Thursday, December 14, 2023

The Addiction (Abel Ferrara, 1995)

Lili Taylor in The Addiction

Cast: Lili Taylor, Christopher Walken, Annabella Sciorra, Edie Falco, Paul Calderon, Fredro Starr, Kathryn Erbe, Michael Imperioli, Robert W. Castle. Screenplay: Nicholas St. John. Cinematography: Ken Kelsch. Production design: Charles M. Lagola. Film editing: Mayin Lo. Music: Joe Delia. 

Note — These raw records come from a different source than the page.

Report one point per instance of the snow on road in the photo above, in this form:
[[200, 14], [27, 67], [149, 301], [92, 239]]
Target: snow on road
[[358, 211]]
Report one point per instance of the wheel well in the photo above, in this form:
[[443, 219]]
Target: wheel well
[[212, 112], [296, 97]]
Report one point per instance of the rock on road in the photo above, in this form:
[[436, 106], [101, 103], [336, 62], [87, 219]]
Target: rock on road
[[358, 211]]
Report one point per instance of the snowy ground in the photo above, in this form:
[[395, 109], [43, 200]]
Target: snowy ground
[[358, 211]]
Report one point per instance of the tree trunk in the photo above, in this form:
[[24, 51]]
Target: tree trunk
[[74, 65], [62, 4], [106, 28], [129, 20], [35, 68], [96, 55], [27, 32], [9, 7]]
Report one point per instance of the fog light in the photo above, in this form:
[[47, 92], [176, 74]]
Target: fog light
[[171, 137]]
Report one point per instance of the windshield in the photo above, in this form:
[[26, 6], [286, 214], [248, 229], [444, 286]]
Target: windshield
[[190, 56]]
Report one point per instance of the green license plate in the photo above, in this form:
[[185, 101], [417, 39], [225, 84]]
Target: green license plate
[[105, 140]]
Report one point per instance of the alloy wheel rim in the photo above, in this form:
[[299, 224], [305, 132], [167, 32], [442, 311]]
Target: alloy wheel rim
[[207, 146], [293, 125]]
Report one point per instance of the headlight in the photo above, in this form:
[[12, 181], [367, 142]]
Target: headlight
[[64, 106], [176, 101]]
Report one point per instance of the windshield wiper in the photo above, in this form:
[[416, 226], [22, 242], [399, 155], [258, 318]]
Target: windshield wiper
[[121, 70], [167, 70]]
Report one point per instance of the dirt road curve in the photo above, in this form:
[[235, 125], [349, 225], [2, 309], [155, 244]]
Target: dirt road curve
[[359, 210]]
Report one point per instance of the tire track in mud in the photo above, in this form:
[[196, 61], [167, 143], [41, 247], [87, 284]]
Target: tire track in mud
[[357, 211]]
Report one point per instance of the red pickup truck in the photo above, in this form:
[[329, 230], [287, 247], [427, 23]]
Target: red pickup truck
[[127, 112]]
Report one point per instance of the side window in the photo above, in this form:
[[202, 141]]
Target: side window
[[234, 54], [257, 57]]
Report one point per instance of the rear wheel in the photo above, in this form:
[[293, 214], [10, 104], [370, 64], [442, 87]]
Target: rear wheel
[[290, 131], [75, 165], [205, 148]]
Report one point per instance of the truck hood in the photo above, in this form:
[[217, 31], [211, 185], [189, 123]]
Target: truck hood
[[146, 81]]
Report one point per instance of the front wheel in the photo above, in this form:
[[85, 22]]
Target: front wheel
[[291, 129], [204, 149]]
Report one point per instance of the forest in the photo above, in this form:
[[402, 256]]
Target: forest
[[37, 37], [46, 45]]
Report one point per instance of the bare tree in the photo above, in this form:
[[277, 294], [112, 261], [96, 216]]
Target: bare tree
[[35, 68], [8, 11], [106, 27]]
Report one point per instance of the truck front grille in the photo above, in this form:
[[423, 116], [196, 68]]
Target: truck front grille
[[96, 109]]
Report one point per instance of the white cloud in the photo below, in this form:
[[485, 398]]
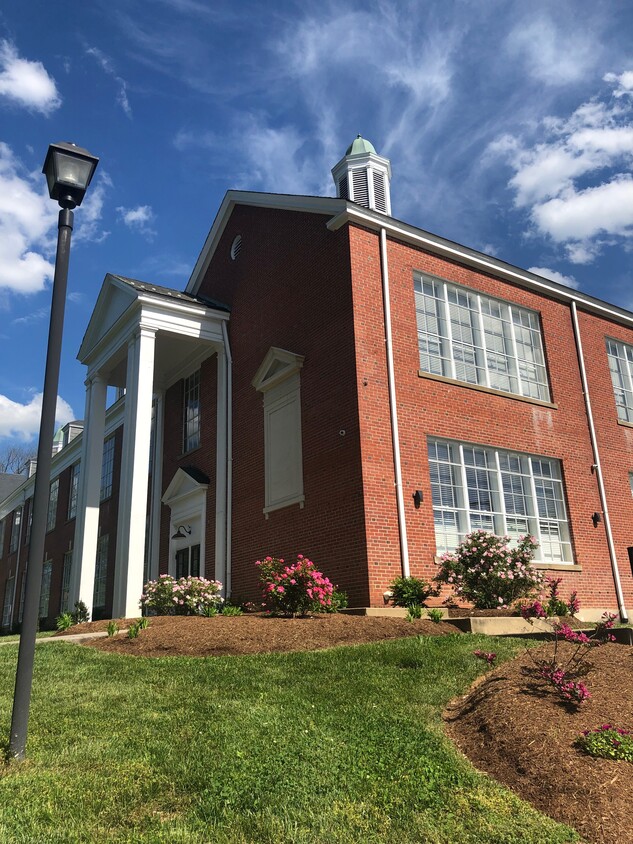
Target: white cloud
[[138, 219], [22, 421], [26, 82], [575, 182], [107, 66], [554, 275]]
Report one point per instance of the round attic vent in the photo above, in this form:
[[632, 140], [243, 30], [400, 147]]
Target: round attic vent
[[236, 247]]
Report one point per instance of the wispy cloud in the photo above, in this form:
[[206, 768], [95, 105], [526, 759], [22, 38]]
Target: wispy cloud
[[575, 180], [22, 421], [138, 219], [26, 83], [107, 65]]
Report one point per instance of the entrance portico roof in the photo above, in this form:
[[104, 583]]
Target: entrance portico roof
[[188, 330]]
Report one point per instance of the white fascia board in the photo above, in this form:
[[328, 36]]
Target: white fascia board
[[280, 202], [461, 254]]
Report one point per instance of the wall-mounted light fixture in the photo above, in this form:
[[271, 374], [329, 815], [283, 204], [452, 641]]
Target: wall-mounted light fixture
[[182, 532]]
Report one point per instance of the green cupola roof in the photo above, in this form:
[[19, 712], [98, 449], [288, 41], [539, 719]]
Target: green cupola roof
[[359, 146]]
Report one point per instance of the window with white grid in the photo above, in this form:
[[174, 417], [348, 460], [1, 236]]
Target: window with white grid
[[470, 337], [191, 412], [503, 492], [107, 469], [620, 357]]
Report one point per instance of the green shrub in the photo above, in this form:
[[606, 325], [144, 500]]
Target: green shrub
[[411, 591], [64, 621]]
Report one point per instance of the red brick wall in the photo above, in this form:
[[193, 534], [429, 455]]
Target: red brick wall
[[290, 288]]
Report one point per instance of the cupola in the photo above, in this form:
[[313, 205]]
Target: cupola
[[363, 176]]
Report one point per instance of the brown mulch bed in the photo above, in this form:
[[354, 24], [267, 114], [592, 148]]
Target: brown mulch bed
[[509, 724], [516, 729], [253, 633]]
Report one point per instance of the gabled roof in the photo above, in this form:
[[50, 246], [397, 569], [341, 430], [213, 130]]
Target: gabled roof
[[344, 212]]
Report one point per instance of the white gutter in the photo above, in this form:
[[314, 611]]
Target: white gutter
[[229, 456], [395, 437], [598, 468]]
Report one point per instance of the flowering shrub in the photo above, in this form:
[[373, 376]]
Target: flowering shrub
[[294, 588], [486, 572], [563, 677], [186, 596], [608, 742], [488, 656]]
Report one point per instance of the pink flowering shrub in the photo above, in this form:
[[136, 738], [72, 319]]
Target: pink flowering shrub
[[294, 588], [485, 571], [186, 596], [562, 673]]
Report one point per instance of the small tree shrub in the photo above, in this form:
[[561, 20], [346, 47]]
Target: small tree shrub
[[64, 621], [295, 588], [485, 571], [410, 591], [607, 742], [186, 596]]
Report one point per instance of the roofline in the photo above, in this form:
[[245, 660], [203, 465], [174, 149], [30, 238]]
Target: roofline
[[344, 212]]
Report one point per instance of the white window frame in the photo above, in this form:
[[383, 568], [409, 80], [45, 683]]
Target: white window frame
[[476, 339], [620, 357], [504, 492]]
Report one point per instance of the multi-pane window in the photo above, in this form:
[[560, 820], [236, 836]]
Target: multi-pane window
[[53, 495], [503, 492], [45, 590], [101, 573], [64, 602], [470, 337], [107, 469], [621, 366], [15, 530], [74, 490], [191, 412]]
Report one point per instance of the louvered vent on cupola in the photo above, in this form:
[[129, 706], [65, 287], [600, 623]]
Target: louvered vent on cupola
[[363, 176]]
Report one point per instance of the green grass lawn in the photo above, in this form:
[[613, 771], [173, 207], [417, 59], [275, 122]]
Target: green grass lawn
[[343, 745]]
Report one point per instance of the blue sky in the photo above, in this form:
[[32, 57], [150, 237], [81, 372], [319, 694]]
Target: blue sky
[[509, 126]]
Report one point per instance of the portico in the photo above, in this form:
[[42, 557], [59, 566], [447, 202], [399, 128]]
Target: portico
[[142, 339]]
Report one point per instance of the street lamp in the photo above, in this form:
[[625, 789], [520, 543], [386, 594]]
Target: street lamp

Blood looks bloodier in black-and-white. In color it too often looks like ketchup or cranberry juice or corn syrup with red food dye. But under the lens and lights of cinematographer Ken Kelsch in The Addiction it turns black, flat and dry like an aging wound or glossy like the spill of an unsavory substance. And there's a lot of it in the film, which turns vampirism into a metaphor for not only drug addiction but any other self-destructive obsession. When Kathleen Conklin (the terrific Lili Taylor) is turned vampire, her attacker (Annabella Sciorra) tells her to resist, and after Kathleen is addicted, she makes a similar offer to her own victims: They should tell her to go away. Except "victims" is maybe the wrong word here. The film is about something as banal as responsibility or yielding to temptation: It almost devolves into a "just say no" moral treatise, except that it also exposes the inanity of that maxim. Christopher Walken plays a vampire who has managed to get his bloodlust under control, except that we can see the price he has paid doing so. As Macbeth put it, "I am in blood / Stepped in so far, that, should I wade no more, / Returning were as tedious as go o'er." Admonitions against self-destructive behavior aside, The Addiction is a fable with rich intellectual content, a meditation on human appetite and attempts to control it. That it's also a pretty damn good horror movie is only part of it.